[Python-Dev] New Python Initialization API (original) (raw)

Steve Dower steve.dower at python.org
Sat Mar 30 20:48:56 EDT 2019


Here is my first review of https://www.python.org/dev/peps/pep-0587/ and in general I think it's very good. There are some things I'd like to consider changing before we embed them permanently in a public API, and as I'm still keen to have the ability to write Python code for configuration (to replace getpath.c, for example) I have a bias towards making that work more smoothly with these changes when we get to it.

I think my biggest point (about halfway down) is that I'd rather use argv/environ/etc. to initialize PyConfig and then only use the config for initializing the runtime. That way it's more transparent for users and more difficult for us to add options that embedders can't access.

The appendix is excellent, by the way. Very useful detail to have written down.

Cheers, Steve

PyWideCharList is a list of wchart* strings.

I always forget whether "const" is valid in C99, but if it is, can we make this a list of const strings?

I also prefer a name like PyWideStringList, since that's what it is (the other places we use WideChar in the C API refer only to a single string, as far as I'm aware).

PyInitError is a structure to store an error message or an exit code for the Python Initialization.

I love this struct! Currently it's private, but I wonder whether it's worth making it public as PyError (or PyErrorInfo)? We obviously can't replace all uses of int as a return value throughout the API, but I think it has uses elsewhere and we may as well protect against having to rename in the future.

* exitcode (int): if greater or equal to zero, argument passed to exit()

Windows is likely to need/want negative exit codes, as many system errors are represented as 0x80000000|(source of error)|(specific code).

* usererr (int): if non-zero, the error is caused by the user configuration, otherwise it's an internal Python error.

Maybe we could just encode this as "positive exitcode is user error, negative is internal error"? I'm pretty sure struct return values are passed by reference in most C calling conventions, so the size of the struct isn't a big deal, but without a proper bool type it may look like this is a second error code (like errno/winerror in a few places).
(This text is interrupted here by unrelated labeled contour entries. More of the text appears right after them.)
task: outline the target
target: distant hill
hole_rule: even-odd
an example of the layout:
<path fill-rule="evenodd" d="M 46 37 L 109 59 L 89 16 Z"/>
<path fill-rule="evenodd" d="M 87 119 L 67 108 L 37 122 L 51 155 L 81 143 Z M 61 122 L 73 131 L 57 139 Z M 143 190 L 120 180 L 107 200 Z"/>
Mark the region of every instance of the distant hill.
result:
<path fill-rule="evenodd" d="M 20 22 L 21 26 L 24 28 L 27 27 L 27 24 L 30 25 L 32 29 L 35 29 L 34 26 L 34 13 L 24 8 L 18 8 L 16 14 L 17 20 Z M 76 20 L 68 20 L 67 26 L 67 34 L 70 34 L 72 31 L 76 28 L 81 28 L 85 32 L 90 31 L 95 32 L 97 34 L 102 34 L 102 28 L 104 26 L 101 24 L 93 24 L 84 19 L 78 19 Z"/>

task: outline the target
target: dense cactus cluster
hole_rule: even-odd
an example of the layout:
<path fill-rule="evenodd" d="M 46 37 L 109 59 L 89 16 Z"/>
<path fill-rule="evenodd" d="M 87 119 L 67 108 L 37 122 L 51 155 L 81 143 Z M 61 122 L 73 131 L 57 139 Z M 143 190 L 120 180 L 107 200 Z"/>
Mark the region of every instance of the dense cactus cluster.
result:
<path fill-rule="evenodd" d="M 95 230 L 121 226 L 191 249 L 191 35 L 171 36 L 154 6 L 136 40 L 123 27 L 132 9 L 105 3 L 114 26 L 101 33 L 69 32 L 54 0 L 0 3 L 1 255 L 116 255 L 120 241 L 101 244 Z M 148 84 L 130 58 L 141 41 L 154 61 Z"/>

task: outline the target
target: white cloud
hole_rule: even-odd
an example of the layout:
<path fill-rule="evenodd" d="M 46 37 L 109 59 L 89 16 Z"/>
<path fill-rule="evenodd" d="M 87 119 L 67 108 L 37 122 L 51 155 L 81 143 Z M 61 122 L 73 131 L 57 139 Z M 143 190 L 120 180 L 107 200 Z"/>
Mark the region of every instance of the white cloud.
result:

PyPreConfig structure is used to pre-initialize Python:

* Set the memory allocator * Configure the LCCTYPE locale * Set the UTF-8 mode

I think we should have the isolated flag in here - oh wait, we do - I think we should have the isolated/use_environment options listed in this list :)

Functions to pre-initialize Python:

* PyInitError PyPreInitialize(const PyPreConfig *config) * ``PyInitError PyPreInitializeFromArgs( const PyPreConfig *config, int argc, char *argv)`` _ PyInitError PyPreInitializeFromWideArgs( const PyPreConfig_ *config, int argc, wchar_t **argv)

I hope to one day be able to support multiple runtimes per process - can we have an opaque PyRuntime object exposed publicly now and passed into these functions?

(FWIW, I think we're a long way from being able to support multiple runtimes simultaneously, so the initial implementation here would be to have a PyRuntime_Create() that returns our global one once and then errors until it's finalised. The migration path is probably to enable switching of the current runtime via a dedicated function (i.e. one active at a time, probably with thread local storage), since we have no "context" parameter for C API functions, and obviously there are still complexities such as poorly written extension modules that nonetheless can be dealt with in embedding scenarios by simply not using them. This doesn't seem like an unrealistic future, unless we add a whole lot of new APIs now that can't allow it :) )

PyPreConfig fields:

* coerceclocalewarn: if non-zero, emit a warning if the C locale is coerced. * coerceclocale: if equals to 2, coerce the C locale; if equals to 1, read the LCCTYPE to decide if it should be coerced.

Can we use another value for coerce_c_locale to determine whether to warn or not? Save a field.

* legacywindowsfsencoding (Windows only): if non-zero, set the Python filesystem encoding to "mbcs". * utf8mode: if non-zero, enable the UTF-8 mode

Why not just set the encodings here? The "PreInitializeFromArgs" functions can override it based on the other variables we have, and embedders have a more obvious question to answer than "do I want legacy behaviour in my app".

Obviously we are not ready to import most encodings after pre initialization, but I think that's okay. Embedders who set something outside the range of what can be used without importing encodings will get an error to that effect if we try.

In fact, I'd be totally okay with letting embedders specify their own function pointer here to do encoding/decoding between Unicode and the OS preferred encoding. That would let them use any approach they like. Similarly for otherwise-unprintable messages (On an earlier project when I was embedding Python into Windows Store apps - back when their API was more heavily restricted - this would have been very helpful.)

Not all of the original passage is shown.